Petani Karangwuni, Tolak Serahkan Tanah ke Pakualaman

Selasa, 03 Februari 2015 - 18:58 WIB
Petani Karangwuni, Tolak Serahkan Tanah ke Pakualaman
Petani Karangwuni, Tolak Serahkan Tanah ke Pakualaman
A A A
KULONPROGO - Tiga petani pesisir Karangwuni, Wates menolak menyerahkan tanah garapan kepada Kadipaten Puro Pakualaman untuk dipakai sebagai lokasi pabrik pengolahan biji besi.

Mereka mengklaim lahan tersebut merupakan tanah negara yang bisa dimiliki petani penggarap.

Ketiga petani tersebut adalah Suparno, Sukarmin dan Karmiyo yang semuanya warga Karangwuni.

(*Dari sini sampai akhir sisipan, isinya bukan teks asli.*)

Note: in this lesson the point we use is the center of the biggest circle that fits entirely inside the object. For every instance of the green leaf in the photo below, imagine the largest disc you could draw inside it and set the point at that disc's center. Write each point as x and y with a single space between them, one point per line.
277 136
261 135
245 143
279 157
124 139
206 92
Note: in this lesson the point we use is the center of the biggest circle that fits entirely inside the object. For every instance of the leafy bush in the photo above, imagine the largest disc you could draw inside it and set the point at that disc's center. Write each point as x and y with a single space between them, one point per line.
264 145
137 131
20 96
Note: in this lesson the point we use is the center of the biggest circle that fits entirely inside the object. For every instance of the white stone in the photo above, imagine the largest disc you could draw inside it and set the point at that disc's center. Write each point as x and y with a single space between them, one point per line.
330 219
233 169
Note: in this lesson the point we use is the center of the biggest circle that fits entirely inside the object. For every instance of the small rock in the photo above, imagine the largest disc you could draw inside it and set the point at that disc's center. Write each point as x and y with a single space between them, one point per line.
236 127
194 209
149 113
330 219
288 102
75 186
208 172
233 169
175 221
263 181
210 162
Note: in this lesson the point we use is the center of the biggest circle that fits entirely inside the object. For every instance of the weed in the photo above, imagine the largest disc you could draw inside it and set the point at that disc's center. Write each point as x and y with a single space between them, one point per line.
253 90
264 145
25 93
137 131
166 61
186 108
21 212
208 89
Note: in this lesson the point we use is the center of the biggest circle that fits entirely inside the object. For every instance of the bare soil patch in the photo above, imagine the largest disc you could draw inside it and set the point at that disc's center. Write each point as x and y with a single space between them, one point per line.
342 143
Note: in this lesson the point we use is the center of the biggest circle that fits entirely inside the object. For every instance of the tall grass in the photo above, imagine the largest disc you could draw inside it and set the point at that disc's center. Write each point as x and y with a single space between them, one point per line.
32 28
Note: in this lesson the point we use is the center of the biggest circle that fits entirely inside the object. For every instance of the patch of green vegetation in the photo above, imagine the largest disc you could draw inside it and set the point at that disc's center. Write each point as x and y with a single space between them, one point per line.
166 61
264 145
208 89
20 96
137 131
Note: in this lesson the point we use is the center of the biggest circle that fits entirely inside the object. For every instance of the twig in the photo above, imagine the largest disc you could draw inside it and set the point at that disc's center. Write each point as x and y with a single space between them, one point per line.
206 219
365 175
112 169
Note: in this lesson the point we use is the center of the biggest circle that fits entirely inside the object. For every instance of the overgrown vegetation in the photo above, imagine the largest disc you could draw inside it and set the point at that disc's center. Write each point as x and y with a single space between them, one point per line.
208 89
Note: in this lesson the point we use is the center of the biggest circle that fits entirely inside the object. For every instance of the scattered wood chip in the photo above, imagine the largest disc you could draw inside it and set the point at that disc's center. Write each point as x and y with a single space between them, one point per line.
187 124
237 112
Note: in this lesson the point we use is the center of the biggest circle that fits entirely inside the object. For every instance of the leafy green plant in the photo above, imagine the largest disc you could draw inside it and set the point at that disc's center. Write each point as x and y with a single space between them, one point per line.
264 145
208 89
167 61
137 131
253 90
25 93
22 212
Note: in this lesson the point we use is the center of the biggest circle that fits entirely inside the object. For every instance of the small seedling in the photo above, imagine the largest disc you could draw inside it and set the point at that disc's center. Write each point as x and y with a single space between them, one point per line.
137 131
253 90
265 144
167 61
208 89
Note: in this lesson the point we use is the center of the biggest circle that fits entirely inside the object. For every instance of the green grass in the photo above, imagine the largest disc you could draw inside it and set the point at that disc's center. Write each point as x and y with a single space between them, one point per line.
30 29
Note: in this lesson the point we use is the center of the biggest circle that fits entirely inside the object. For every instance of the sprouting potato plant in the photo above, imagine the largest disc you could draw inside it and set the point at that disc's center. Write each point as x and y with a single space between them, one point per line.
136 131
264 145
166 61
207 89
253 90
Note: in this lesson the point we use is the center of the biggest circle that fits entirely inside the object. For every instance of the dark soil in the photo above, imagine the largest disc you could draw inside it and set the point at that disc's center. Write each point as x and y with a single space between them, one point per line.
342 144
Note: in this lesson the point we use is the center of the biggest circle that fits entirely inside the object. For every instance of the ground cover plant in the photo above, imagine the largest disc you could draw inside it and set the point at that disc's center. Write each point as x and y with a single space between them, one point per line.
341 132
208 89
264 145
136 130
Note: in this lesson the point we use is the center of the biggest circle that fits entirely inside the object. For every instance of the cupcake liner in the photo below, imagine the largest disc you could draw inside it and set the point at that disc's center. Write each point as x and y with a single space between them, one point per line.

Mereka telah menggarap lahan tersebut sejak puluhan tahun silam. Lahan yang dulunya gersang telah dikembangkan menjadi kawasan pertanian yang subur dan cukup produktif.

Pada akhir bulan lalu, ketiga petani ini mendapatkan surat dari Kawedanan Kaprajan Kadipaten Pakualaman yang ditandatangani oleh KPH Bayudono Suryoadinegoro yang disampaikan kepada Desa Karangwuni dan kepala dukuh setempat.

Surat tertanggal 19 Januari ini baru diterima petani pada akhir Januari lalu. Intinya ketiga warga diminta untuk mengosongkan tanah Pakualaman (Pakualam Ground) untuk pembangunan pabrik konsentrat dan pig iron yang merupakan teguran kedua.

Atas pengosongan ini, warga diminta untuk menemui PT JMI untuk mendapatkan kompensasi sesuai dengan prosedur yang ada.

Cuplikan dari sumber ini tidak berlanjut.